Saturday, September 26, 2009

Kinds of Creation: Order from Chaos

At heart, I am a puzzle solver. Everything that I enjoy doing can be seen as solving a puzzle. As such, one of the ways that I create is by finding order in chaos.

Consider the way I teach creativity: take a sentence, modify it to be unusual, make up a situation that would explain the scene, then figure out what would logically happen afterward. This is a perfect example of finding order within chaos.

But there is more than one way to find chaos. You can use the tried and true method of painting yourself into a corner. Take an ordinary scene, then twist it such that the protagonists are screwed over. Some examples are lunatic trying to murder them, trapped in a room, car breaks down while rushing somewhere. Force yourself into a situation that is beyond your normal thought process, then find a way to pull through. From that self-inflicted chaos, you will create something you otherwise wouldn't.

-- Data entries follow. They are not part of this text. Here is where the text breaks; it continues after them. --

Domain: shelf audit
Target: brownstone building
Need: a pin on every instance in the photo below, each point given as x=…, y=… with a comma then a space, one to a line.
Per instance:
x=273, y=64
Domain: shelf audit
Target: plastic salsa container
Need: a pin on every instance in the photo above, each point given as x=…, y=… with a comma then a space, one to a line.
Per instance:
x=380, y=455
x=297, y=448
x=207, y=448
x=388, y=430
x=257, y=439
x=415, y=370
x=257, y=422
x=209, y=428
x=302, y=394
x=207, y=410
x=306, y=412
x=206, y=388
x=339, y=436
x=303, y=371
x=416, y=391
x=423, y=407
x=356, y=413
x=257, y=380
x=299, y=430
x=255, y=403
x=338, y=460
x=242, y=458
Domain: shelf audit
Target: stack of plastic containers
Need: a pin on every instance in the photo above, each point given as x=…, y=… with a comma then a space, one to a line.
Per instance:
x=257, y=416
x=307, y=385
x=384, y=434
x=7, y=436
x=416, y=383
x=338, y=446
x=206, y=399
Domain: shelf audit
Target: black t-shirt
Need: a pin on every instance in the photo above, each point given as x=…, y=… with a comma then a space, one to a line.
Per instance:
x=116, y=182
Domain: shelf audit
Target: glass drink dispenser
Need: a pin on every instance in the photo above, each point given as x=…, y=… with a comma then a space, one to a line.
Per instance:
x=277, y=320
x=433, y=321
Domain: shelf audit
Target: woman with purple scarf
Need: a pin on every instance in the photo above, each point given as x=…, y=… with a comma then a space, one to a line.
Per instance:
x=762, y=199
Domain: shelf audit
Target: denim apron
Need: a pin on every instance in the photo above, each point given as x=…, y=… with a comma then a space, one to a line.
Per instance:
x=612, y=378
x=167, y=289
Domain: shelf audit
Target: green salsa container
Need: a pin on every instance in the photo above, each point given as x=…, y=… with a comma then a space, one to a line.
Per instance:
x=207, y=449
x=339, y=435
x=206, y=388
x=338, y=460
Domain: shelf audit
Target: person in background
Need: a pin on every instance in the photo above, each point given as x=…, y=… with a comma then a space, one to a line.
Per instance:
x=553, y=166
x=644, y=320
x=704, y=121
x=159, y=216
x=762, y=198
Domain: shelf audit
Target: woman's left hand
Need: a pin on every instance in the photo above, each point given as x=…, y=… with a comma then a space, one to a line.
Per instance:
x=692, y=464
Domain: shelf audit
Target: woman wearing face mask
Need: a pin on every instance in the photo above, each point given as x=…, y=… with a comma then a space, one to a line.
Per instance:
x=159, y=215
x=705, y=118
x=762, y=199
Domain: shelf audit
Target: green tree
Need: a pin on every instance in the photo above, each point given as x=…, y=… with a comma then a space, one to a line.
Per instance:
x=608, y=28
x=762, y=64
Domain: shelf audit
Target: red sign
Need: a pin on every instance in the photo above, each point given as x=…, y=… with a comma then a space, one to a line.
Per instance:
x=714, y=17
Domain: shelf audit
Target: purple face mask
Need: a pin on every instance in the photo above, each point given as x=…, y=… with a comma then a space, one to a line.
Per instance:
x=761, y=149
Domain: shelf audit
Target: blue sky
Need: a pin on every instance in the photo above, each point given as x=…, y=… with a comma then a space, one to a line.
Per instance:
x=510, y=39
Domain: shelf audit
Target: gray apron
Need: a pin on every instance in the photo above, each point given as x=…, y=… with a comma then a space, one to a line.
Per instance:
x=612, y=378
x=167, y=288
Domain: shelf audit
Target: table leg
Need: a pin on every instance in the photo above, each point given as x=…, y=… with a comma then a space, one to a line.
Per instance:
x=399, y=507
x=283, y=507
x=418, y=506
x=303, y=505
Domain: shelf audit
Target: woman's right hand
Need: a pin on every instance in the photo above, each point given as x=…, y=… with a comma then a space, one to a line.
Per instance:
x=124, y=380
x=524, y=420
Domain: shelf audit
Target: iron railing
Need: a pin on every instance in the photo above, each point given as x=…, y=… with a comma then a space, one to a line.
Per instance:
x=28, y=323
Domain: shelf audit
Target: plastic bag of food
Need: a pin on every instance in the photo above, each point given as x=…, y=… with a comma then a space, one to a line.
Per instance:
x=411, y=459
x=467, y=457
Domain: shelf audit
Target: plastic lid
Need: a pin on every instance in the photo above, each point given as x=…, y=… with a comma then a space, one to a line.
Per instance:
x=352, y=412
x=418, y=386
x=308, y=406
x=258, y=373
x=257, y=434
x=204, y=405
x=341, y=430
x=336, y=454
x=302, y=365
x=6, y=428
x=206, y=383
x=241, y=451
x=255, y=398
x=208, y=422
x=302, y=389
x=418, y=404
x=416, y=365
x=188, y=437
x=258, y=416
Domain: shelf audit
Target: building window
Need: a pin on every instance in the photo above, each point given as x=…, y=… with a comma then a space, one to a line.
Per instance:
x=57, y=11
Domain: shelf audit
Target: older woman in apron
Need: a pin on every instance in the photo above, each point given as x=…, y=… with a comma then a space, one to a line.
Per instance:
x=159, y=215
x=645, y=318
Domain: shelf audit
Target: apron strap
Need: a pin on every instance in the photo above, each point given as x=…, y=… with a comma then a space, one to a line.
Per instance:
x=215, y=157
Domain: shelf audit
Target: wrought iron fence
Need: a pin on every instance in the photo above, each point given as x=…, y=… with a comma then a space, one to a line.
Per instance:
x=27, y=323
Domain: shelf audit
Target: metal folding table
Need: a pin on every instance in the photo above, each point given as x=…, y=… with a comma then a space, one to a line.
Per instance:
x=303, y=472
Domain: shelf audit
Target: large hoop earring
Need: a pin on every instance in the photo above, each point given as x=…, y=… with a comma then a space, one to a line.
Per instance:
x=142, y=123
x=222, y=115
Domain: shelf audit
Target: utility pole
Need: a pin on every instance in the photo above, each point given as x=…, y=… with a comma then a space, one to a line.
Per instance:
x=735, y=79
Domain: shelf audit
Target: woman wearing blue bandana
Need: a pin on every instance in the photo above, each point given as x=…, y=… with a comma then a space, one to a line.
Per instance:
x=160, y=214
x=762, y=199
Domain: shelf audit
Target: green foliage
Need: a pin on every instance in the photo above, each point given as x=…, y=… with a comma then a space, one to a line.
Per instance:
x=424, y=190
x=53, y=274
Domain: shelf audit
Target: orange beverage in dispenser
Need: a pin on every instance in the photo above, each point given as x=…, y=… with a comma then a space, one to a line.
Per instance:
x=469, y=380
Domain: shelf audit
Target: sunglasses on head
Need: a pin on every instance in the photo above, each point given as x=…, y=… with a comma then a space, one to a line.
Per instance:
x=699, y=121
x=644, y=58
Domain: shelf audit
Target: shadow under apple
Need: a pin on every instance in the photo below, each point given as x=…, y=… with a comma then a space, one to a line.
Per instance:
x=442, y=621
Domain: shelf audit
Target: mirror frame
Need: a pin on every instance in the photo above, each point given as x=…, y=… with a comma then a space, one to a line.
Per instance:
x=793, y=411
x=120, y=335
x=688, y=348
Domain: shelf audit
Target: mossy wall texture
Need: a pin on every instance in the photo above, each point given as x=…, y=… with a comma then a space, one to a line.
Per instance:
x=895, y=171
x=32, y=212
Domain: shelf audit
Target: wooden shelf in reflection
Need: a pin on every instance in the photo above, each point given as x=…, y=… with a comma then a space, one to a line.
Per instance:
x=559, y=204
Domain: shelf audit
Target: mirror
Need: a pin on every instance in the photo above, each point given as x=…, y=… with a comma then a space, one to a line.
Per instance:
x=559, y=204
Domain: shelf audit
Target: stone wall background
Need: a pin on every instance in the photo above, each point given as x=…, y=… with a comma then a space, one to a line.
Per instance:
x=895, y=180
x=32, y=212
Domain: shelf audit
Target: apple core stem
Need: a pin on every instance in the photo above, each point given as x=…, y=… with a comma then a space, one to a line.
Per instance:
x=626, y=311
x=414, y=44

In a more subtle way, you can play the what-if game. Take a normal scene, keep asking yourself, What if... and be crazy about it. Then try to figure out how your proposed situation could possibly work. For example, three friends are eating ice cream. What if one of them starts choking? What if the person behind the counter starts laughing maniacally? What on earth is going on and why? Maybe the server was an ex-lover, maybe an ex-con. Maybe the chokker is poisoned, maybe choking on something solid. Maybe the choker is just a spaz who ate too fast.

One could argue that all writing is a degree of finding order within chaos. When I say it, I mean figuring out why a situation is the way it is. It's about using logic to understand the world around you.